Trusts are usually thought of as a wealth-maintenance device. They also allow for property to pass to beneficiaries under the trust outside of probate. Trusts are not one-size-fits-all documents. Anyone who tells you otherwise is trying to sell you something.
What Is a Gun Trust?
Gun trusts are different from traditional trusts. Unless you have firearms that are regulated under the National Firearms Act or plan to acquire some, you likely do not need one. That’s because the gun trust is designed with the NFA in mind.
A gun trust is a revocable trust. It can be terminated by the person setting it up (the trustor). Because it is revocable, it does not provide protection from creditors. It provides protection from the ATF. The main benefit of a gun trust is flexibility. It allows multiple trustees. Trustees are the persons that administer a trust and are responsible for it. So long as those trustees are 18 years of age or older, they can legally have possession of NFA-related items (suppressors, etc.) that would otherwise be impermissible.
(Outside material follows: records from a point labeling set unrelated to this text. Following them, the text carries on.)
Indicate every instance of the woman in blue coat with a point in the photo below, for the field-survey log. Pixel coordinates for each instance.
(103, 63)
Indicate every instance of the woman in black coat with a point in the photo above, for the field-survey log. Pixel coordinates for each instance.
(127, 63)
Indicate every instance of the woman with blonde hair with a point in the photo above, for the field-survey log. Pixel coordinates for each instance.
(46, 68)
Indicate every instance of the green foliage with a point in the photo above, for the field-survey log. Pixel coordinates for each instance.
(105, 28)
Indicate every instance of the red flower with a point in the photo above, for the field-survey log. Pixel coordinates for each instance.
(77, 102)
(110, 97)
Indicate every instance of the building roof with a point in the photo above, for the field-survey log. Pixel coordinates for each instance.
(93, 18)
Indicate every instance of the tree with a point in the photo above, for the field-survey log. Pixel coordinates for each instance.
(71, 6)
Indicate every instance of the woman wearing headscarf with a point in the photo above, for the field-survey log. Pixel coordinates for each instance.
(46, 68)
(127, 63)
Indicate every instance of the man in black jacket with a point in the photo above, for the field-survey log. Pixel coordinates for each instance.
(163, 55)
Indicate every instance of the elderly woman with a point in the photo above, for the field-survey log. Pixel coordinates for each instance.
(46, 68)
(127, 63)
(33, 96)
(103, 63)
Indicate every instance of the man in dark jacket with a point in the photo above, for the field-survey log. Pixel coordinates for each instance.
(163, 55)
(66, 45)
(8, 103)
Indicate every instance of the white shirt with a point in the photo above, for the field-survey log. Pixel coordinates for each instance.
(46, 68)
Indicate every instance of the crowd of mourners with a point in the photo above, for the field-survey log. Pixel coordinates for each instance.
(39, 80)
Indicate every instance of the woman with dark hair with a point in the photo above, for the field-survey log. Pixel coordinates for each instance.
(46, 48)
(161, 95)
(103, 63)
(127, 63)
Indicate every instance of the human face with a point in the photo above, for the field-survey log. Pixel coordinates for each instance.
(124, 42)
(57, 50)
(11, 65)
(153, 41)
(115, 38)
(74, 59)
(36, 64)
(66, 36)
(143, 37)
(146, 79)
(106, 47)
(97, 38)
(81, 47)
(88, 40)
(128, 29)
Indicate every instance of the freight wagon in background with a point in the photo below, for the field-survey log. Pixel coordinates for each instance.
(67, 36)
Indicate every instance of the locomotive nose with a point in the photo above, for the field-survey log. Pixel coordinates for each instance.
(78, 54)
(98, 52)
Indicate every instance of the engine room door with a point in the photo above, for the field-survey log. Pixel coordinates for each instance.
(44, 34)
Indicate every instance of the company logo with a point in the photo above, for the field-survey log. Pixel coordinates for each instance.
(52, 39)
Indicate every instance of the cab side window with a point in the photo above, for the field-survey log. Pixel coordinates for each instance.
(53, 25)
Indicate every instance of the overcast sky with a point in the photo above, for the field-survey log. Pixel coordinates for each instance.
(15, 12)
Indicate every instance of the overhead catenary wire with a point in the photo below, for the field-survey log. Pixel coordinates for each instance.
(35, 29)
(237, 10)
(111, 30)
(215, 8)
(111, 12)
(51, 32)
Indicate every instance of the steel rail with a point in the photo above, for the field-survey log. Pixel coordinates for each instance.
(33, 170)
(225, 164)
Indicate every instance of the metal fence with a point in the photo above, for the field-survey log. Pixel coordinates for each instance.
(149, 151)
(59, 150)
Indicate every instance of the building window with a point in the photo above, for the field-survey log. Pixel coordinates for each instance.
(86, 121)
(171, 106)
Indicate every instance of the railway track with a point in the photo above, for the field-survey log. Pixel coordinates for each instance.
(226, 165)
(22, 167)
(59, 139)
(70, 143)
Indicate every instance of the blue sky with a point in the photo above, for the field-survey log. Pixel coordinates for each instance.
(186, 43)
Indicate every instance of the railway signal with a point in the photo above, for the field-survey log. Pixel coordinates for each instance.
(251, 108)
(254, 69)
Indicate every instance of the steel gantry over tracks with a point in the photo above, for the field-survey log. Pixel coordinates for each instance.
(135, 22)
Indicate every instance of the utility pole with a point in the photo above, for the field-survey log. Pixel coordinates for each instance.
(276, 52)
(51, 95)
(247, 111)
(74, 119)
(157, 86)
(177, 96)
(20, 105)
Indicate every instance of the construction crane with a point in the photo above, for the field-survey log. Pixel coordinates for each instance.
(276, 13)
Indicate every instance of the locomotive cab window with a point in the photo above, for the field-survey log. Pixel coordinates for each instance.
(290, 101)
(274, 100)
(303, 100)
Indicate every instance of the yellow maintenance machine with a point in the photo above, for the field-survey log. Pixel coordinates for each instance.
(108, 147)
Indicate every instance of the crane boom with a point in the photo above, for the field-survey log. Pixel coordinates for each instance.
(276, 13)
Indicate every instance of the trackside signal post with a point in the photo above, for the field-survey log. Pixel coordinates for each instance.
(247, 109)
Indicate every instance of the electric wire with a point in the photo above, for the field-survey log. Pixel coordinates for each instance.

Let’s suppose you’re 60 years old and you have three children, ages 32, 21 and 17. As the trustor of a gun trust, you can have the two older children serve as co-trustees with you. They can then use and have legal possession of the items in your gun trust even though they did not purchase them. When you die, there is no need for transfer of the NFA items. Those firearms are property of the trust and become the responsibility of the surviving trustees. When your youngest child becomes eligible, he can be added to the trust.
There are multiple entities on the internet selling NFA gun trusts. However, a far better option is to see an attorney who actually drafts these trusts, understands the National Firearms Act and has read the cases interpreting the trust statute. Creating the trust legally and ensuring it meets the requirements of the statute require legal advice, which no one selling you a form over the internet can provide. You’ve likely invested thousands in your firearms and NFA items. It makes sense to spend a few more dollars and get excellent legal advice rather than buying something off-the-shelf.
You could expect to pay an attorney between $200 and $800 for the creation of a gun trust. While this might be more than you would like to spend, it’s money well spent. Pay a little more upfront and get professional help to protect yourself and your trustees. How many horror stories have you heard about a parent failing to draft a will and leaving their children to deal with a legal nightmare in probate? A good attorney knows where the land mines are and can help you avoid them.